Fight in the Wrong Way (no. 31 in our list of IP mistakes)

The ideal solution provides all the intended benefit of a solution without any drawback.  Given this in an IP illustration, the ideal solution for patent enforcement is to have all the benefits of an enforced patent with no drawbacks, which when you drill down means to have enforcement without needing to enforce.  To carry it over further to classical strategy, as described by the ancient philosopher Sun Tzu, it means to win without fighting.

Winning without fighting is an ideal solution that you can achieve with forethought in IP strategy.  Sometimes, however, you will need to actually enforce your IP with all the drawbacks that can ensue.  Still, using the ideal enforcement strategy as a planning direction, you may be able to avoid fighting the wrong way.

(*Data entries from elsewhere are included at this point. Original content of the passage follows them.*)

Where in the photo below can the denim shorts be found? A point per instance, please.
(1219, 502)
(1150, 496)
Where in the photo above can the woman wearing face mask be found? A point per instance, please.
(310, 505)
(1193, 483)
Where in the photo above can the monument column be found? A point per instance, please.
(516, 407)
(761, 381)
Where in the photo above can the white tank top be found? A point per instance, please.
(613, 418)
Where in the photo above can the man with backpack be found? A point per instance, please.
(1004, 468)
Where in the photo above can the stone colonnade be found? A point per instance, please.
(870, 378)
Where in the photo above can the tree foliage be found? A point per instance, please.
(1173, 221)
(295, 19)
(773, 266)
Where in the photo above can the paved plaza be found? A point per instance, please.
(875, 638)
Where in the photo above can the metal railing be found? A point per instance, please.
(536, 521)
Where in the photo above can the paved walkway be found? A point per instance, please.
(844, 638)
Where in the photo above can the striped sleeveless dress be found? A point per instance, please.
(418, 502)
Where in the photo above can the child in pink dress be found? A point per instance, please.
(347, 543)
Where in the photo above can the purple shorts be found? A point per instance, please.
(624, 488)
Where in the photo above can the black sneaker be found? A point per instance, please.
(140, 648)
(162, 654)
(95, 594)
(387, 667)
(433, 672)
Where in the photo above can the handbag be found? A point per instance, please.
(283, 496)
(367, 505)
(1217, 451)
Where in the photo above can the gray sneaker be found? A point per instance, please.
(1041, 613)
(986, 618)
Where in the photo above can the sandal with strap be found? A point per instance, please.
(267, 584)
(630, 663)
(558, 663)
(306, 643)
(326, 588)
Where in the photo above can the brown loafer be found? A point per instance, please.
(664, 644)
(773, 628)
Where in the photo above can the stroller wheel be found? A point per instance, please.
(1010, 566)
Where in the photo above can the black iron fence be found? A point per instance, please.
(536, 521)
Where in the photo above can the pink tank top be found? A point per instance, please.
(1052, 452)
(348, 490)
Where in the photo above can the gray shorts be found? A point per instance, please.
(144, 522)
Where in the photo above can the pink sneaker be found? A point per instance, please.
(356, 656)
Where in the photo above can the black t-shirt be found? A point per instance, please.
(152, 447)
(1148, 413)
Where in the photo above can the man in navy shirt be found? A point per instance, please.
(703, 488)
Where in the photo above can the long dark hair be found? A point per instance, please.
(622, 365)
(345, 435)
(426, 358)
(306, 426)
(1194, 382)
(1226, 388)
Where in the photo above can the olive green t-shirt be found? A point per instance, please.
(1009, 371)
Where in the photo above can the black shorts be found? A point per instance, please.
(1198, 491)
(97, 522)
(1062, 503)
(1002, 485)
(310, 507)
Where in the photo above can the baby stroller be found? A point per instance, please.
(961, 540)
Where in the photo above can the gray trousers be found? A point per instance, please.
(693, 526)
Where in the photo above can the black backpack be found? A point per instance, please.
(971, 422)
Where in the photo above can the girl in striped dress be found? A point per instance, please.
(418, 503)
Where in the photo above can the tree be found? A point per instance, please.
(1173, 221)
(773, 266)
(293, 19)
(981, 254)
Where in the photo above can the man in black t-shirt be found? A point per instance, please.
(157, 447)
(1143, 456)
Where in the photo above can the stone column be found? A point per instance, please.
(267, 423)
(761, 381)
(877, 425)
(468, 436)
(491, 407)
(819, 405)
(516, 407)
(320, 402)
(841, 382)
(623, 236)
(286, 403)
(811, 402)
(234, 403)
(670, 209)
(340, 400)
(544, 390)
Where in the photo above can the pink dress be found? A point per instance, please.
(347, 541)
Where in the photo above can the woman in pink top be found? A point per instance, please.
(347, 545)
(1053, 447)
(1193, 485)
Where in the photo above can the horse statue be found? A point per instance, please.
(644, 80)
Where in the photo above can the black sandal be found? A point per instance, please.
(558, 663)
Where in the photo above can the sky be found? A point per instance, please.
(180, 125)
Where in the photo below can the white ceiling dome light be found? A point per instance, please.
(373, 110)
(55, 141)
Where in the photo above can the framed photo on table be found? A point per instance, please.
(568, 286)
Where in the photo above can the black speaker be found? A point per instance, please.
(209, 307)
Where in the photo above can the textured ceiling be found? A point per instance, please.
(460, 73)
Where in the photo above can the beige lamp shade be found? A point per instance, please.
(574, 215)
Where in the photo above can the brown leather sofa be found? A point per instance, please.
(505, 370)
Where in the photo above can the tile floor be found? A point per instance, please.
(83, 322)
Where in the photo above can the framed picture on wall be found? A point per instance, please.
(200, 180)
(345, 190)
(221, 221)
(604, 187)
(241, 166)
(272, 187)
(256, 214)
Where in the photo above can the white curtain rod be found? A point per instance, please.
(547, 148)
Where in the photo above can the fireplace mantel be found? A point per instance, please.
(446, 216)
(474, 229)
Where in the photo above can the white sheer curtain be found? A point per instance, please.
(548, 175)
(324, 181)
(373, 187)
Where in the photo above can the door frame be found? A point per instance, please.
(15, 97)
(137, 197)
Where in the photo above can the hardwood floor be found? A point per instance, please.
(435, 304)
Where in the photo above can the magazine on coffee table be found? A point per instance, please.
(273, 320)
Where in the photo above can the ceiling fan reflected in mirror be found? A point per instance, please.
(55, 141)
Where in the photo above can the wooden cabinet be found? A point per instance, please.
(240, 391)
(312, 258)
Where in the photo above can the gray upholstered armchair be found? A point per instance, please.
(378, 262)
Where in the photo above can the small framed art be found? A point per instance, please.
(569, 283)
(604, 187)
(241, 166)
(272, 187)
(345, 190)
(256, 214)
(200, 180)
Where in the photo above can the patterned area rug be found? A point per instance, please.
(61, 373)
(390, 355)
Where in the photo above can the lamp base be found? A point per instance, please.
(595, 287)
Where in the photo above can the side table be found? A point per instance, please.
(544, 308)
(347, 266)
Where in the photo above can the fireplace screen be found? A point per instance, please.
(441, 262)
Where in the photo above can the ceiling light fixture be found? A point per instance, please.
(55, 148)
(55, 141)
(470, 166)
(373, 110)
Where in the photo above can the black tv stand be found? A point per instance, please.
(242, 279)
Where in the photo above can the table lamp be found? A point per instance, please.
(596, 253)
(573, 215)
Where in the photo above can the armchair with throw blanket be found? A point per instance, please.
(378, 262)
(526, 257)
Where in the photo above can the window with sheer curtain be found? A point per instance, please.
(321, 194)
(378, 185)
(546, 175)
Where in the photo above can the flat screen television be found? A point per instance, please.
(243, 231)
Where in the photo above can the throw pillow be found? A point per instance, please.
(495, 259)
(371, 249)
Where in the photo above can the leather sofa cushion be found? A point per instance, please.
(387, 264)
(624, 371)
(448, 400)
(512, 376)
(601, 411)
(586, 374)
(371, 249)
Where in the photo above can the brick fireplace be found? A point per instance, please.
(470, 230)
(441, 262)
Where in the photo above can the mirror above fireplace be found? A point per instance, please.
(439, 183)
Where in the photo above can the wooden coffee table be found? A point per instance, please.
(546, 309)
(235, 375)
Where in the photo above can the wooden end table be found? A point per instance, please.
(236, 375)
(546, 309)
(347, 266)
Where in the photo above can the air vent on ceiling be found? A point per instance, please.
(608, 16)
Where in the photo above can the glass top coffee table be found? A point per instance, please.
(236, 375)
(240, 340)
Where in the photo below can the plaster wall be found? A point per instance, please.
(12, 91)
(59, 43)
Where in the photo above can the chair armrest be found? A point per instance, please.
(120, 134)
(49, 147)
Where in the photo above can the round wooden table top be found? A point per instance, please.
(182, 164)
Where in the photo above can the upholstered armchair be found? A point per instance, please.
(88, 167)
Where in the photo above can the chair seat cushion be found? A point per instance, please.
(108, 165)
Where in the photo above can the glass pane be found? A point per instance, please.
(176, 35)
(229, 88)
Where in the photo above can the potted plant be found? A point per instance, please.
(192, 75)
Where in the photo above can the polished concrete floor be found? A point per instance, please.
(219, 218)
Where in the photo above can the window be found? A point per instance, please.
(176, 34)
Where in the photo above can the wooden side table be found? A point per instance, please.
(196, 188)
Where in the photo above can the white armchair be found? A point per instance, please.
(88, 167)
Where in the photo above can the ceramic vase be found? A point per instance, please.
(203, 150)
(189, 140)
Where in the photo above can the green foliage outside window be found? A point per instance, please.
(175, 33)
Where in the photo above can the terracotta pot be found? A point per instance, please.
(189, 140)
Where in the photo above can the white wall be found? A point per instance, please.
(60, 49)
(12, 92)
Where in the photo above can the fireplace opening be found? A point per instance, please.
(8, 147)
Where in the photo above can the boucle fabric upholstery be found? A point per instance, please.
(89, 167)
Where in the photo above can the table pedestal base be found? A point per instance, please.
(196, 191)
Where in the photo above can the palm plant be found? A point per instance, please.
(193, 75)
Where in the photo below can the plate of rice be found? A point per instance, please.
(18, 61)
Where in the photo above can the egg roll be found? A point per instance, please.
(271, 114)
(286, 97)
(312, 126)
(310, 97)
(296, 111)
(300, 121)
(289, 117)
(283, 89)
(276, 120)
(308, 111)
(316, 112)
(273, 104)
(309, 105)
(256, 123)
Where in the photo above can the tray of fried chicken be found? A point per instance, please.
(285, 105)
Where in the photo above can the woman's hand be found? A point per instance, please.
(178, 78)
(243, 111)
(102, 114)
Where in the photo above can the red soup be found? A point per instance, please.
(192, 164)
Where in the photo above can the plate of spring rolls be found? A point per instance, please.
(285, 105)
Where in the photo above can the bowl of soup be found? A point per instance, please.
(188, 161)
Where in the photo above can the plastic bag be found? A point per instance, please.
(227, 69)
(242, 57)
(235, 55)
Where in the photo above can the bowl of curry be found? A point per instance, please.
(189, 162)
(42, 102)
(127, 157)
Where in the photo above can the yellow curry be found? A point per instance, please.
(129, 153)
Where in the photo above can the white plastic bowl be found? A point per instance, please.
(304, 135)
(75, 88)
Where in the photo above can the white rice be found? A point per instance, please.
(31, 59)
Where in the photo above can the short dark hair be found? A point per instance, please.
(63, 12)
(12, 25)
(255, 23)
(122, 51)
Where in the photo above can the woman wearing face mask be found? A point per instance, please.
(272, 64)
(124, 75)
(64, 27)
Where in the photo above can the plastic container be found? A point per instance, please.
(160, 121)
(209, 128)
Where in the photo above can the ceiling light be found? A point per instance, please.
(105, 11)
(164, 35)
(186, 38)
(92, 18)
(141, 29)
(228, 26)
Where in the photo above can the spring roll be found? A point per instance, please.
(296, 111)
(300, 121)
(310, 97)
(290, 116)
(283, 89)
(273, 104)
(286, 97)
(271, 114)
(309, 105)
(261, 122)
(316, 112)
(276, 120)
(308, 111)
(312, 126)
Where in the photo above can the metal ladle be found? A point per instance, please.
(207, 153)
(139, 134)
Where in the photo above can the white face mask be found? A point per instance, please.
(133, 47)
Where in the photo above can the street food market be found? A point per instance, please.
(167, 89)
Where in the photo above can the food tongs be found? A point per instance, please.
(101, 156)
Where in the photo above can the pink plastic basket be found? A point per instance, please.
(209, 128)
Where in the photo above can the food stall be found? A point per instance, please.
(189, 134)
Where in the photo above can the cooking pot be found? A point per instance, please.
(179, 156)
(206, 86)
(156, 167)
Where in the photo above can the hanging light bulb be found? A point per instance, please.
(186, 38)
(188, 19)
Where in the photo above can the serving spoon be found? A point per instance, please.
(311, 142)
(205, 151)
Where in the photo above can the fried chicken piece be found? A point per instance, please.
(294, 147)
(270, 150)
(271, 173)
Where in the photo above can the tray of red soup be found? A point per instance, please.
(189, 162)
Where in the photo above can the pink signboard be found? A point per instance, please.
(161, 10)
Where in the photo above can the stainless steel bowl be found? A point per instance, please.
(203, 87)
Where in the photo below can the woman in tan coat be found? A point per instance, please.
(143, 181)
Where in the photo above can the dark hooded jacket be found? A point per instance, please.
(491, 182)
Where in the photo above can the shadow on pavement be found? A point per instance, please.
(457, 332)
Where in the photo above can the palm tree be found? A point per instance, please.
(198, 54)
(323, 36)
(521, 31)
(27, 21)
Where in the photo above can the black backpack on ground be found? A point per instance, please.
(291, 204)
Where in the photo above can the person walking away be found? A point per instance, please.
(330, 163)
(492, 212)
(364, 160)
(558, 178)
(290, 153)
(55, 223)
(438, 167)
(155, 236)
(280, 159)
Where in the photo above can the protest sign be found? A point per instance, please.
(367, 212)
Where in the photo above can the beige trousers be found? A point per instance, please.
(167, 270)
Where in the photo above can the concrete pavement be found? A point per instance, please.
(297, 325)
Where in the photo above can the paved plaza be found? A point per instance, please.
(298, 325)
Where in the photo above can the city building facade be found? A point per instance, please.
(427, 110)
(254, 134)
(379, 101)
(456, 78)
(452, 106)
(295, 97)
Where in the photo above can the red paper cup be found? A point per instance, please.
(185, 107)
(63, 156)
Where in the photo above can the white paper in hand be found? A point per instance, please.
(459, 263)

First, an IP trial is likely to be your costliest way to fight.  It may still be the right way in your given circumstance, and is often the wrong way if you had other options.  For example, maybe you could have used the threat of a court trial to achieve your end without actually going to trial.  Just as in real wars, people tend not to engage in them unless they believe they can win well or believe they have no choice.  Sometimes avoiding wars involves communicating ample evidence to dissuade a false belief or to show that a suitable option besides fighting exists.

Along the idea of paper, scissors, rock, sometimes a better way to fight does not involve a clash of two rocks, scissors, or pieces of paper – like-IP against like-IP – but leveraging one asset against another type of asset.  A patent may defeat a brand, a brand may defeat a patent, or an apparently unrelated resource like a better sales team may prove decisive at winning a fight at something closer to the ideal – all benefit no drawback.  Comparative benefits over drawbacks equations – benefits/drawbacks – can be your basis for determining whether you fought the right way.

(This is number 31 in our list of IP mistakes and how to avoid them.)